From Booker-shortlisted author David Szalay, comes a propulsive, hypnotic novel about a man who is unravelled by a series of events beyond his grasp.
Fifteen-year-old Istvan lives with his mother in a quiet apartment complex in Hungary. New to the town and shy, he is unfamiliar with the social rituals at school and soon becomes isolated, with his neighbour – a married woman close to his mother’s age – as his only companion. These encounters shift into a clandestine relationship that Istvan himself can barely understand, and his life soon spirals out of control.
As the years pass, he is carried gradually upwards on the currents of the twenty-first century’s tides of money and power, moving from the army to the company of London’s super-rich, with his own competing impulses for love, intimacy, status and wealth winning him unimaginable riches, until they threaten to undo him completely.

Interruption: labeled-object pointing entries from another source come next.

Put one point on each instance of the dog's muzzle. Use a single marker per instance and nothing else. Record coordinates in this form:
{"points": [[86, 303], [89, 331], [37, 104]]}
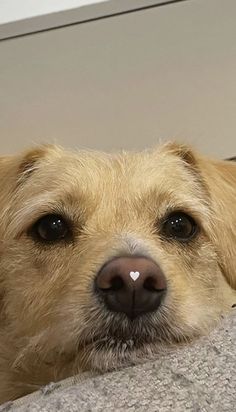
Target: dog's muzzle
{"points": [[131, 285]]}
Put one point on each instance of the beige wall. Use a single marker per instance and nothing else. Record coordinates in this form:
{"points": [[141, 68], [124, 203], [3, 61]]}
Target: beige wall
{"points": [[125, 82]]}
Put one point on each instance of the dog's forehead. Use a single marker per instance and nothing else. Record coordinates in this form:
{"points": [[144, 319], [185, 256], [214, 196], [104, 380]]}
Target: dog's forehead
{"points": [[135, 171]]}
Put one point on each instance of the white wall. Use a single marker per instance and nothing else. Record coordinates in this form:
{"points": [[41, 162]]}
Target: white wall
{"points": [[13, 10], [125, 82]]}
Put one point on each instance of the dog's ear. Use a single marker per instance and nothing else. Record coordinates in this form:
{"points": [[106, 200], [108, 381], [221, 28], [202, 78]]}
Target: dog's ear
{"points": [[15, 169], [220, 177], [219, 180]]}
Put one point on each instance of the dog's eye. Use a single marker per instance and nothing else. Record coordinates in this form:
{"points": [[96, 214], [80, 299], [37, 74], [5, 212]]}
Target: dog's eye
{"points": [[51, 228], [180, 227]]}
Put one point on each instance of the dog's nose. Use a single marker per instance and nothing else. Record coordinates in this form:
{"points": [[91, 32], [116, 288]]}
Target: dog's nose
{"points": [[131, 285]]}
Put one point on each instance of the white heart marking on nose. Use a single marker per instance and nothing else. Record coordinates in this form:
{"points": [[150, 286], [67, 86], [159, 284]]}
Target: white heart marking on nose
{"points": [[134, 275]]}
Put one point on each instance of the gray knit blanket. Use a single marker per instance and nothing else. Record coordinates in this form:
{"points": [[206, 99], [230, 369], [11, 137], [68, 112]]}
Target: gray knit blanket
{"points": [[200, 377]]}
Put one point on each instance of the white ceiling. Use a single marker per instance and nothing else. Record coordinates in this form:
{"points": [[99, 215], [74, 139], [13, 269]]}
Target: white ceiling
{"points": [[13, 10]]}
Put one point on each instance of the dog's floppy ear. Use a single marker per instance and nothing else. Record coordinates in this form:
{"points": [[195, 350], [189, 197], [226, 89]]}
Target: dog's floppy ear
{"points": [[219, 179], [15, 169]]}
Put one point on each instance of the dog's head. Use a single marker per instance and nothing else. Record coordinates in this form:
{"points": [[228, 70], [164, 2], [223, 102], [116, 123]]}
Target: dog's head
{"points": [[104, 257]]}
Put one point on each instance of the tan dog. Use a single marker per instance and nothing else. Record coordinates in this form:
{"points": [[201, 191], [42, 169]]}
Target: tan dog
{"points": [[103, 258]]}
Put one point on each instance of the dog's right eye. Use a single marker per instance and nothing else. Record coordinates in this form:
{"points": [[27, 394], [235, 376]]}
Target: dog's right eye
{"points": [[51, 228]]}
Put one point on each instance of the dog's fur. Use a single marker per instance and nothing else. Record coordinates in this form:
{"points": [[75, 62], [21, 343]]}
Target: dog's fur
{"points": [[52, 323]]}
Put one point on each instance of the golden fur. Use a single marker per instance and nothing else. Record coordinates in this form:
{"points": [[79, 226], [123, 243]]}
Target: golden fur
{"points": [[52, 325]]}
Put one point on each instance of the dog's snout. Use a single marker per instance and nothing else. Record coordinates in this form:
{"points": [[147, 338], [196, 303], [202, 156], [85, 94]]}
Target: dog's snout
{"points": [[131, 285]]}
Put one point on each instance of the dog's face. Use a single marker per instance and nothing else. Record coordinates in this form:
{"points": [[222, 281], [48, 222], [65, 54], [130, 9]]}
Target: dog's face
{"points": [[78, 230]]}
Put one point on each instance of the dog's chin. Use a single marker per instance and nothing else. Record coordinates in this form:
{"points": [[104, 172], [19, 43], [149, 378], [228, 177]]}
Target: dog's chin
{"points": [[126, 343]]}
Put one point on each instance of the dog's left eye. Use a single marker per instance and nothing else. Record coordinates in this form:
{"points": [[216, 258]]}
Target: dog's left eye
{"points": [[51, 228], [180, 226]]}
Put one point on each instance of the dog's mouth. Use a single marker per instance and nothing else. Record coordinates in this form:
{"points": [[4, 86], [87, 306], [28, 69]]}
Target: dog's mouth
{"points": [[121, 333]]}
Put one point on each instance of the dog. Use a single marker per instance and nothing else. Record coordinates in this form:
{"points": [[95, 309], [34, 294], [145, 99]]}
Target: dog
{"points": [[107, 258]]}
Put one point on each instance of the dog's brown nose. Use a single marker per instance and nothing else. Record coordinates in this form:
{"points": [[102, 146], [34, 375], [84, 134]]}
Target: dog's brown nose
{"points": [[131, 285]]}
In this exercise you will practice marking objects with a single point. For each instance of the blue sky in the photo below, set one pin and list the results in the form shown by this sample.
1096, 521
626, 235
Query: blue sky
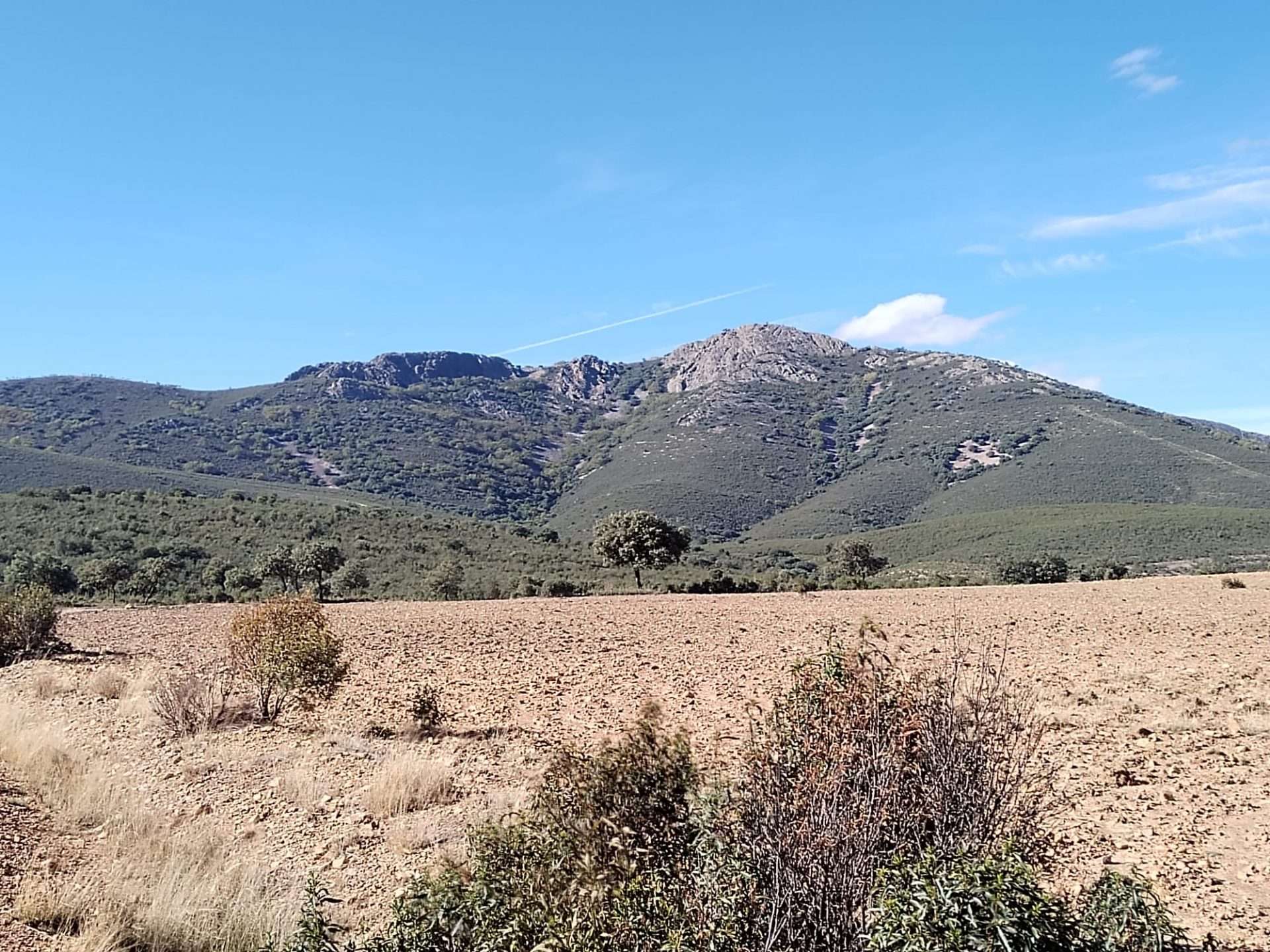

Spare and penetrating, Flesh is the finest novel yet by a master of realism, asking profound questions about what drives a life- what makes it worth living, and what breaks it.
Chosen as a ‘Best Book of 2025’ by the Guardian, Observer, Financial Times, Daily Telegraph and Daily Mail
‘Flesh is a wonderful novel – so brilliant and wise on chance, love, sex, money’ David Nicholls, author of One Day
‘It’s been a long time since I’ve been swallowed whole by a novel the way I was by this one … So much searing insight into the way we live now’ Observer
‘Compelling and elegant, merciless and poignant. David Szalay is an extraordinary writer’ Tessa Hadley
Format: Paperback
Pages: 368
Imprint: Jonathan Cape UK
Publication date: 06/03/2025

Flesh
By David Szalay
Review by Marija
A fascinating and heart-breaking work, longlisted for the 2025 Booker Prize.

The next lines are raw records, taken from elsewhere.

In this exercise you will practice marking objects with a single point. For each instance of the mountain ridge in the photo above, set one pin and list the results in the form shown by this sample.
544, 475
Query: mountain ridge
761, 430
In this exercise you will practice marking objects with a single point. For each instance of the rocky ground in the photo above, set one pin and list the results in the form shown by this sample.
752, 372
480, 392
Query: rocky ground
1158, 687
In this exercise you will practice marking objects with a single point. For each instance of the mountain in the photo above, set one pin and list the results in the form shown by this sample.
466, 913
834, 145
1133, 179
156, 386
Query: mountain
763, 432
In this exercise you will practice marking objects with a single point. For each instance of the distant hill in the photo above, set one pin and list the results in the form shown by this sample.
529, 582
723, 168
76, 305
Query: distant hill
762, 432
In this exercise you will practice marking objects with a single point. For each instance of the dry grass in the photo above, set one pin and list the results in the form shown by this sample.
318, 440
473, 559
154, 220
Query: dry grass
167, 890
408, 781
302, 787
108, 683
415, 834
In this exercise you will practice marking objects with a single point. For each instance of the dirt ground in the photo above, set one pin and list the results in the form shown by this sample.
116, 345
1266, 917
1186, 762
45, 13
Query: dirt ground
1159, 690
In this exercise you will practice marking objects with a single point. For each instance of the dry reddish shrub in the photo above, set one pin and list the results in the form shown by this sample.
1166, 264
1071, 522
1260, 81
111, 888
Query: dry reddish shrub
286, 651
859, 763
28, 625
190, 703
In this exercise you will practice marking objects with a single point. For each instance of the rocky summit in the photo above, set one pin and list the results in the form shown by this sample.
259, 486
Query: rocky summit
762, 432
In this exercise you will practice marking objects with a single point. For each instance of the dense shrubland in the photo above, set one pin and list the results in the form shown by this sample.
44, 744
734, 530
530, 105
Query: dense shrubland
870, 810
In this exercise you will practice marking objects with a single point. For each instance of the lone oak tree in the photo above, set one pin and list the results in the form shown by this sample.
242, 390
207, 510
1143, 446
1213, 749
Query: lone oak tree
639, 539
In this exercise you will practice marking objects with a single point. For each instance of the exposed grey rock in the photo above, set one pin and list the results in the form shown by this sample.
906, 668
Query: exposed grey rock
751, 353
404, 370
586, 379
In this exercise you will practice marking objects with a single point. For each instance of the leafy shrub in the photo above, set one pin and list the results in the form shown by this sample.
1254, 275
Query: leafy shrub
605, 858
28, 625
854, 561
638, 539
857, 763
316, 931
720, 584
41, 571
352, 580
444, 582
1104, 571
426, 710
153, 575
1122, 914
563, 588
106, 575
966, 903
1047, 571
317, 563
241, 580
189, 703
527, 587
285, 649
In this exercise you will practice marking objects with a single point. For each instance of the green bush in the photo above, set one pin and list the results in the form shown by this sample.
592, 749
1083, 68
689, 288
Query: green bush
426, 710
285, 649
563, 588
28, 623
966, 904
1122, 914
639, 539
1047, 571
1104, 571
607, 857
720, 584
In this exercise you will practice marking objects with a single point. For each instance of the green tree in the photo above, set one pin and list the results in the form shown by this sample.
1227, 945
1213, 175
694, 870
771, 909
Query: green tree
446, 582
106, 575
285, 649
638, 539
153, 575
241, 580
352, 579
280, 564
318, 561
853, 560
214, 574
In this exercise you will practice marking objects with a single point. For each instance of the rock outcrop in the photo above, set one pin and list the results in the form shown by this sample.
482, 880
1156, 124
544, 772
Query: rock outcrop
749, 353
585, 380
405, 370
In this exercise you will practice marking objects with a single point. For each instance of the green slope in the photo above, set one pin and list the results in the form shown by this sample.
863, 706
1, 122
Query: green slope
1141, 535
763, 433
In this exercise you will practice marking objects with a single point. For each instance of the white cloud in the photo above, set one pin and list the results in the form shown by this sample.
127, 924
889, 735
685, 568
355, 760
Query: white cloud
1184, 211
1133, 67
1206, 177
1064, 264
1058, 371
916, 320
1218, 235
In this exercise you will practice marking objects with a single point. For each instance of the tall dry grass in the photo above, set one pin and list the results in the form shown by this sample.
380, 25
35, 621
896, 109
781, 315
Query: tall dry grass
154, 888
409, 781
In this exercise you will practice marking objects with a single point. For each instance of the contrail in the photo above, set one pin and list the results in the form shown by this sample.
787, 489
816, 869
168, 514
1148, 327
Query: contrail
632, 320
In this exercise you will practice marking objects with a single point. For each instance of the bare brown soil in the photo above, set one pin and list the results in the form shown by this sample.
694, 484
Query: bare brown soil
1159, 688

The writing is spare, and utterly compelling in its unyielding forward movement. The main protagonist Istvan, is neither a hero nor an anti-hero as he passively moves through his life as a piece of driftwood gliding through the shallows of the ocean. Yet the daily banal trivialities slowly, inexorably gather into a life that is eventually revealed as part of the greater social landscape of modern-day Europe.
Though I found Istvan at times remote, and often frustrating, the ending left me quite bereft, and with questions of what is a life after all - do we live it, does it live through us? Personally, I love authors who write in this way of a slow burn, a collection of small moments that lead to an ending that leaves you off-kilter and slightly dazed.